Alna selectmen OK help on mining rules
Alna’s planning board is getting technical help with the mining and blasting ordinance it drafted. Selectmen Dec. 14 authorized spending up to $1,500 for consultant Carol White to review it and maybe take part in the eventual public hearing on it.
Third Selectman Coreysha Stone and First Selectman Ed Pentaleri said making sure the language is right is better and cheaper than finding an issue after voters approve the ordinance. Second Selectman Steve Graham also supported the spending request.
Town counsel reviewed the draft ordinance and recommended a consultant also review it, Planning Board Chair Cathy Johnson said. She said White is based in Yarmouth, is a hydrogeologist, has worked with many towns and was recommended by a retired consultant and by a Whitefield resident who helped develop that town’s mining ordinance, which Alna has used as a template.
“I think she’s just exactly what we need,” Johnson said of White.
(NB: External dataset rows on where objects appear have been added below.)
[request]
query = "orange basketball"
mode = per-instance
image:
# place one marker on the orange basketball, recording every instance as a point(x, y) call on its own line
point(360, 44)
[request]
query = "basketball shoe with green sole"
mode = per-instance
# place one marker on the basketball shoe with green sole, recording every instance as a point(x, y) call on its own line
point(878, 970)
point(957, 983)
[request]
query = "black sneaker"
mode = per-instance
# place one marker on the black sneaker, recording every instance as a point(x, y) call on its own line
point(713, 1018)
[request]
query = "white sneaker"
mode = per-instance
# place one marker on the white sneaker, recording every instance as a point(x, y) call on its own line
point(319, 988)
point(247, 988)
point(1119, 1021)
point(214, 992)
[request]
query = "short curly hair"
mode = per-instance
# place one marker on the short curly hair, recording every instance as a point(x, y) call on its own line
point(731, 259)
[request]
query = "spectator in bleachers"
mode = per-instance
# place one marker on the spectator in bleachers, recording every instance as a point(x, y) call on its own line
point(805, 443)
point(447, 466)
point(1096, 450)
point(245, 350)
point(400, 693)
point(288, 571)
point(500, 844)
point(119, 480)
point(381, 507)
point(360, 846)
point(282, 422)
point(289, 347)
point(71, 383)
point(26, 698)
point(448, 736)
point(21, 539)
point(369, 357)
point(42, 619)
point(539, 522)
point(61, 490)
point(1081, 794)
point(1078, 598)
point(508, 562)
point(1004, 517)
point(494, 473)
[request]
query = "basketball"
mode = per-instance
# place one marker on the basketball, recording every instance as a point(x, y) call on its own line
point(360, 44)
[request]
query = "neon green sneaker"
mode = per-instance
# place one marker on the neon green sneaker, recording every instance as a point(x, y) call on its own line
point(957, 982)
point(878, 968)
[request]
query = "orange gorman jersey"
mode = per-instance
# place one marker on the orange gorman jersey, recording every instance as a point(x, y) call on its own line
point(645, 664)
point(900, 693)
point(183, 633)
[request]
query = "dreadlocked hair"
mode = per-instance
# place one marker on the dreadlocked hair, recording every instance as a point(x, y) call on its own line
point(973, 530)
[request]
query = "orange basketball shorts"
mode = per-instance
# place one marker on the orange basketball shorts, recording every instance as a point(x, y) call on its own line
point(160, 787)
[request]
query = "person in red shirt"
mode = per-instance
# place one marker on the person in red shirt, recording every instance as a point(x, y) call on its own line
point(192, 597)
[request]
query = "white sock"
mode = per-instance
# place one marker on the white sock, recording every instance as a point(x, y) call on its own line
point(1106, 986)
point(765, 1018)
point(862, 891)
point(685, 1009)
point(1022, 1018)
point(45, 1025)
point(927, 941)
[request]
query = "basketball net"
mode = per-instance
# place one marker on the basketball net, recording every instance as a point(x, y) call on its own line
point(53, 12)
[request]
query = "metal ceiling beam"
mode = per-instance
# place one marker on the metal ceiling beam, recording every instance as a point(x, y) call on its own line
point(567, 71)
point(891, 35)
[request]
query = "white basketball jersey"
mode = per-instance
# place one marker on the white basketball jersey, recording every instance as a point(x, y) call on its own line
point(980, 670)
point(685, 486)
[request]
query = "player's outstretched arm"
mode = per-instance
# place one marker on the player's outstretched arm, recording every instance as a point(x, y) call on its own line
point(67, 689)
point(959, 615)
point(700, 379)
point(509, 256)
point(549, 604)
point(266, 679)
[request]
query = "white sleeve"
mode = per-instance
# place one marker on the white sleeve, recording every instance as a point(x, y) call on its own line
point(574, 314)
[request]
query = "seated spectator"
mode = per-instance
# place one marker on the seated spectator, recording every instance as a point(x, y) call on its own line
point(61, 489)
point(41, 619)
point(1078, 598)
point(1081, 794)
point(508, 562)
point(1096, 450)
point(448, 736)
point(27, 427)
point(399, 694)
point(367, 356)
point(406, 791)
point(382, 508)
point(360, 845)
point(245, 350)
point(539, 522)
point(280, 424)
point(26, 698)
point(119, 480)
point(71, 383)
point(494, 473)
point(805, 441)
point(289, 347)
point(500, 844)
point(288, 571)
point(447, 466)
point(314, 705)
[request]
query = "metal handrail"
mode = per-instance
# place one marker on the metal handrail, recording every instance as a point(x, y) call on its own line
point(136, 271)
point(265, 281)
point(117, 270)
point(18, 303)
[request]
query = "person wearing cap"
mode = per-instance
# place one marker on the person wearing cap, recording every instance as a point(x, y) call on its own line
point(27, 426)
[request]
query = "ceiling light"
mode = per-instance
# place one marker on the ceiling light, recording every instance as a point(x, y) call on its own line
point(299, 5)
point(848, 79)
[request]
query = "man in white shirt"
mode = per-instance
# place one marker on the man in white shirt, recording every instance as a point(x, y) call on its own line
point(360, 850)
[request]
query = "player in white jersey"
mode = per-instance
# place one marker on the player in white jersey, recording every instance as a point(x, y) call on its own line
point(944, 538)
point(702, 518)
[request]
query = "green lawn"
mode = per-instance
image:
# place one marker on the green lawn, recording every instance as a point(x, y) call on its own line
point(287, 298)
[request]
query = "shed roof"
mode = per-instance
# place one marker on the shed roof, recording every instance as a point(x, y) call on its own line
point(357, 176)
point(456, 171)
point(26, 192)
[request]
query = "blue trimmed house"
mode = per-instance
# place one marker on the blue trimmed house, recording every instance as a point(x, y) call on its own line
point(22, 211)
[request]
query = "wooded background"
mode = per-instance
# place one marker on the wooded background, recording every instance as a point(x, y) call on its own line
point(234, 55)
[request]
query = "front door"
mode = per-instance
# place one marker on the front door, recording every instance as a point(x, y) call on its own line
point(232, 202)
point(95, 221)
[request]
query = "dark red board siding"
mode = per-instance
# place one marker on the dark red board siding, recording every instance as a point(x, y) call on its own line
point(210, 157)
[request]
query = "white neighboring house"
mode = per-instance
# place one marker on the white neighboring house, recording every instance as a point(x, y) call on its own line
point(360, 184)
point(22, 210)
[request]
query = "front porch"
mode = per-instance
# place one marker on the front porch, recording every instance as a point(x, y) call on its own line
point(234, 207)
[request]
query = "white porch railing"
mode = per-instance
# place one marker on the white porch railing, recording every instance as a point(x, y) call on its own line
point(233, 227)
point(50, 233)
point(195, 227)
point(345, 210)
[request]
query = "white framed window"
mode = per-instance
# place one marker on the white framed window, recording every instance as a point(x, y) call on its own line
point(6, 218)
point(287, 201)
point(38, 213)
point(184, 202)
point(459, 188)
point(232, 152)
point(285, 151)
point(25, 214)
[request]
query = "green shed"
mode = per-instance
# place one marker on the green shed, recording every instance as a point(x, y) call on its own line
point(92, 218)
Pentaleri thanked the planning board for its ordinance work this year. The board has also been working on a solar ordinance. Voters last March passed moratoriums barring the siting, installation, operation, permitting and approval of any commercial or community solar facility and any new mineral extraction facilities and operations, or the “expansion of existing, actual, and substantial mineral extraction facilities,” according to Wiscasset Newspaper files; July 27, selectmen put another 180 days on both moratoriums.
Also Dec. 14, selectmen thanked Paul Crandall, Anne Simpson and Carl Wilson for putting up the Christmas tree again this year at Head Tide Dam. The tree has solar-powered light-emitting diode (LED) lights; Pentaleri on Dec. 15 planned to add the star he said Crandall provided.
Dec. 17, Pentaleri said voters in a special town meeting Dec. 16 approved tapping the undesignated fund balance for up to $8,500 to cover the higher pay for the code enforcement officer selectmen hired in November, Bruce Engert.